24 April 2010 | Underway from Mexico to Marquesas
Day 9, Saturday April 24. If it weren't for the ships log I would not know how many days we had been at sea, nor the date. We have logs for everything, finding memory unreliable. Every time the engine is used a log entry tells for how many hours it was run, fuel used, purpose. Fuel usage is logged, like a bank account for each of the tanks, with fuel in, fuel out, and fuel remaining. Engine maintenance, batteries, watermaker usage and maintenance, rust and general maintenance are logged too. Every entry dated.
For year and a half I used to keep a journal, in which EVERYTHING was recorded, but it took so long to find when I last changed the gearbox oil, for instance, that I dropped that in favour of categorized logs. All logs in a 200 "paginas" school exercise book, bought in Panama.
The waves are like adolescents. Friday afternoon schoolboys. We are jostled, sometimes violently, rolling rail to rail, throwing anything not securely stowed below across the cabin, onto the floor. They don't mean it. I sit with small limes nudging my bare feet, like kittens below the table. They were in a bowl ON the table. They will be tidied up eventually, but for now the limes just add to the surrealism of it all. Adrienne made a cup of coffee, ship lurched, coffee now a cleanup job. I set my beer down to get something - gone.

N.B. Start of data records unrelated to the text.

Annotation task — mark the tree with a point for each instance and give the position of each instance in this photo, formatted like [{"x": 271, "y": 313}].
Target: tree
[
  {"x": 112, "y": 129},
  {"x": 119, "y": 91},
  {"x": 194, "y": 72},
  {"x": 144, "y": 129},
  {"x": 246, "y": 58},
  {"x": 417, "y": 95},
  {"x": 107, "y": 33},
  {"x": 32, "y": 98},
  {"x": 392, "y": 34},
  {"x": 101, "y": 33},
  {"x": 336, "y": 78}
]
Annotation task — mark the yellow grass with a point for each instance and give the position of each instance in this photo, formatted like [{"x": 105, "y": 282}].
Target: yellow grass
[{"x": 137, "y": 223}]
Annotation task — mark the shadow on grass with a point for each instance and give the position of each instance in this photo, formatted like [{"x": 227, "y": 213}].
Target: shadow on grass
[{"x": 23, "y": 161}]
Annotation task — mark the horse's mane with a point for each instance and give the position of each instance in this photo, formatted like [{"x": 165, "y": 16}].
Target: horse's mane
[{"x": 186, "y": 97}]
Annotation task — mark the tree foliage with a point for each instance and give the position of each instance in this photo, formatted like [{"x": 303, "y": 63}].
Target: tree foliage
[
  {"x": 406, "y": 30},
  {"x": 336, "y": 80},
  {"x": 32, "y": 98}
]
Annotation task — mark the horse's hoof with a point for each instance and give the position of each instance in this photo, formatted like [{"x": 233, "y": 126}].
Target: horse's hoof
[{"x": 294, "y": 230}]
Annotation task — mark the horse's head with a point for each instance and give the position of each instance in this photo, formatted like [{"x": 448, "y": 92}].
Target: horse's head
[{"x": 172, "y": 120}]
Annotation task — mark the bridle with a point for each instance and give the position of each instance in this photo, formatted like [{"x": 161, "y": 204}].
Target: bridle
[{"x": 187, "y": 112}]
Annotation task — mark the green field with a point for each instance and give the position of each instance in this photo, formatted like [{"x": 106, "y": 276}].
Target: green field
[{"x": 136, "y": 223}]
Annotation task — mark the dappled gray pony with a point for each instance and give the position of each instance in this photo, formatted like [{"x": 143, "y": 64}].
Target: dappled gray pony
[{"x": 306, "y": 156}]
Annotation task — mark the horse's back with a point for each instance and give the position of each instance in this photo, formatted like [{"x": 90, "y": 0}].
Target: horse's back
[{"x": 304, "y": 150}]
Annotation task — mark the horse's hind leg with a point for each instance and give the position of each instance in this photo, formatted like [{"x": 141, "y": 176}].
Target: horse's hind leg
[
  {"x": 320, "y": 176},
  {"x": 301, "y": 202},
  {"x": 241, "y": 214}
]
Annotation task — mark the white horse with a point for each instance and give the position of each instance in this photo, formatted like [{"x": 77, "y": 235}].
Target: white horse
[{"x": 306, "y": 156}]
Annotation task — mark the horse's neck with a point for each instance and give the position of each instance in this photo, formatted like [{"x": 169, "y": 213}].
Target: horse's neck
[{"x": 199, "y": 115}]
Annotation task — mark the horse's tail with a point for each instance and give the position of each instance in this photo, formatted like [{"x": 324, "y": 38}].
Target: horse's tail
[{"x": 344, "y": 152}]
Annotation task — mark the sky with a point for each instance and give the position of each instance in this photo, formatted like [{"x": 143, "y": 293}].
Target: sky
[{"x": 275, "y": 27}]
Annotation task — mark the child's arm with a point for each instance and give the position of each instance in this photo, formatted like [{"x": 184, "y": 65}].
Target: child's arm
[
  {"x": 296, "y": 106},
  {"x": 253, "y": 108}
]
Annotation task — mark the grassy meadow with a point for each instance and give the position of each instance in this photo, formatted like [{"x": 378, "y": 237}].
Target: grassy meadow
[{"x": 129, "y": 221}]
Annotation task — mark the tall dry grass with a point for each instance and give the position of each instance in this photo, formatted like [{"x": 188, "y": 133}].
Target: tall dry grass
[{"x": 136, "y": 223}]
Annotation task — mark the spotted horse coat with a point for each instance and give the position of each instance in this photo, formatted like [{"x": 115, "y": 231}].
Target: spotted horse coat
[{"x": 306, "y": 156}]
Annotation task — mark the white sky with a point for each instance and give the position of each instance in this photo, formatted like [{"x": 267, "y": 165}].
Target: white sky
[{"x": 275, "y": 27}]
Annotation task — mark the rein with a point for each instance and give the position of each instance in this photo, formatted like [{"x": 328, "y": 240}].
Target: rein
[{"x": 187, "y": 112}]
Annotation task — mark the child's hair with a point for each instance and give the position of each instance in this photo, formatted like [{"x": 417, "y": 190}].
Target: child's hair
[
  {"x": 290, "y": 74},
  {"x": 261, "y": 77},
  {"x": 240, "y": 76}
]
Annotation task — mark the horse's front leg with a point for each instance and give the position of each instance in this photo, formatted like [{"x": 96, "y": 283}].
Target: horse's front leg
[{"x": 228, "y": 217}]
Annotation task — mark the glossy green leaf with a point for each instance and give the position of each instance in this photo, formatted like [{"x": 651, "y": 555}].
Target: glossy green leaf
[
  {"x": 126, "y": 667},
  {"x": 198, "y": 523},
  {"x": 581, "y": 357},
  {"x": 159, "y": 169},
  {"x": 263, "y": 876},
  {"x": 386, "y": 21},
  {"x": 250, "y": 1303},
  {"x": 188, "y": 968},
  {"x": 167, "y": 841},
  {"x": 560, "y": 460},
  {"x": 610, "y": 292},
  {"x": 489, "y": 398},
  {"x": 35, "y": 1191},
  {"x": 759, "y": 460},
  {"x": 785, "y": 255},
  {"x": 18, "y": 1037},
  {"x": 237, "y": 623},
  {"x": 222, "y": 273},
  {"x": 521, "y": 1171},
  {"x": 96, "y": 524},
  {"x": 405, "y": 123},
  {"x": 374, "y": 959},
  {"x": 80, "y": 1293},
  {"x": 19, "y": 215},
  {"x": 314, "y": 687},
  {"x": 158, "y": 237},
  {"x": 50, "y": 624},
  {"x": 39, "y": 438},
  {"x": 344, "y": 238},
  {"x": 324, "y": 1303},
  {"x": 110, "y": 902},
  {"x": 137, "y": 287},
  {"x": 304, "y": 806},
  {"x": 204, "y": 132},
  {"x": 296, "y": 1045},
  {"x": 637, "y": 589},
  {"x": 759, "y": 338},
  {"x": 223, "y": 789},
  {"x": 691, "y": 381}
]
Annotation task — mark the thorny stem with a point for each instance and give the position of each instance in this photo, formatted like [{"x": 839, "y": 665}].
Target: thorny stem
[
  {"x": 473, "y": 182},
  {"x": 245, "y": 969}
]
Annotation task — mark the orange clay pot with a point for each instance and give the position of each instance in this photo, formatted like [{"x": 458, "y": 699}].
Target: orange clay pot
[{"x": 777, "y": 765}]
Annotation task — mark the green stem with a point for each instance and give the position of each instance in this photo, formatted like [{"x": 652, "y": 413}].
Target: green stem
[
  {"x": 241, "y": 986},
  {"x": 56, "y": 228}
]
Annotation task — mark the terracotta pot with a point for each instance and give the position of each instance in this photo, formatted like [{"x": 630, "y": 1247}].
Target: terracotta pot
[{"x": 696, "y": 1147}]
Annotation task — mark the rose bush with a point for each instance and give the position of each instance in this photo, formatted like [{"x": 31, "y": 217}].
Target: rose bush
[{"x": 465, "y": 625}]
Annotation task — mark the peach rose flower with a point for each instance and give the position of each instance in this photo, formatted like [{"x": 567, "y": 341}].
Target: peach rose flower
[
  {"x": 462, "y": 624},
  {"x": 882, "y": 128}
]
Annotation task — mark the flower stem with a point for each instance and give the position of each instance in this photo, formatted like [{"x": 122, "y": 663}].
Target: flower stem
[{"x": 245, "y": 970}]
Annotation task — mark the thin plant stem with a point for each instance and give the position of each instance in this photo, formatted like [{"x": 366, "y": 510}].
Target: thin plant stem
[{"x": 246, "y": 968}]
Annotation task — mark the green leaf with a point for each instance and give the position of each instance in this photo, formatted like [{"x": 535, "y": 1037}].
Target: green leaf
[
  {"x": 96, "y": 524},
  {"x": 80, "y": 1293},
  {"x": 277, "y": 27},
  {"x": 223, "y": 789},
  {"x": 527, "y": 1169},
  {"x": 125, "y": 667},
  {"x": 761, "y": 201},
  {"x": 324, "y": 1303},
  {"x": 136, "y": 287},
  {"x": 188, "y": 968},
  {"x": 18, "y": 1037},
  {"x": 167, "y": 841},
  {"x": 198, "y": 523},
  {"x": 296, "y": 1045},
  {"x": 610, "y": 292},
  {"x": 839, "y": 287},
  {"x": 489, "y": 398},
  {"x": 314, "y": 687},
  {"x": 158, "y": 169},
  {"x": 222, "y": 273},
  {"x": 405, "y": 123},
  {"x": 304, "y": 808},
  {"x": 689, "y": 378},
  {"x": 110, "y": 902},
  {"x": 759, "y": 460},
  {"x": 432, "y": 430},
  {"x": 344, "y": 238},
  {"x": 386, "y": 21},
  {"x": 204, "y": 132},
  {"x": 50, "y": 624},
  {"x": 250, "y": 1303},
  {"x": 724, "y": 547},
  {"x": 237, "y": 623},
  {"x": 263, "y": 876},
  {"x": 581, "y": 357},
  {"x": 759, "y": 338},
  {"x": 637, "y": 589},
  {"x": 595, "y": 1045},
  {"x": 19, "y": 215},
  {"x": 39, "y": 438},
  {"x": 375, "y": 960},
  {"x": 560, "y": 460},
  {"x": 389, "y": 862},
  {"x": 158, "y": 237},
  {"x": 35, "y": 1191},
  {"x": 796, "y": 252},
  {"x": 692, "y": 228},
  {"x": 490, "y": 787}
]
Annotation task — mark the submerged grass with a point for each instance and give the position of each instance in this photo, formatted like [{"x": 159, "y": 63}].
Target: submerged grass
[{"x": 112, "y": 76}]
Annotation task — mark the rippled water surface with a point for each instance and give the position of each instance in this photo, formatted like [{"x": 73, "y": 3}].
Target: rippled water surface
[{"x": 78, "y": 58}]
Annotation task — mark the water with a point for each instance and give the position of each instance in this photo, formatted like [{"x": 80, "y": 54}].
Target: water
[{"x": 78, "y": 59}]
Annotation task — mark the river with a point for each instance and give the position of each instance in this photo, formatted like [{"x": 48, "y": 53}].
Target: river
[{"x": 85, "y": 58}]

Spoke with Gary on Sea Flyer before the Amigo net. One more lower shroud broken, total 3 out of 4, and one more chain plate. Ham (licensed amateur radio operator) on the PacSea net admitted he had been "too pragmatic" with Sea Flyer the night before, denying him access because he did not have a ham call sign. Gary said to me in an email: "I knew those guys on the Pac Sea net where not sailors. If they think 3 out of 4 lower shrouds broken and a chain plate pulled out when 1200 miles from shore is not an emergency." I reported his position and gave an update on his condition to the PacSea net.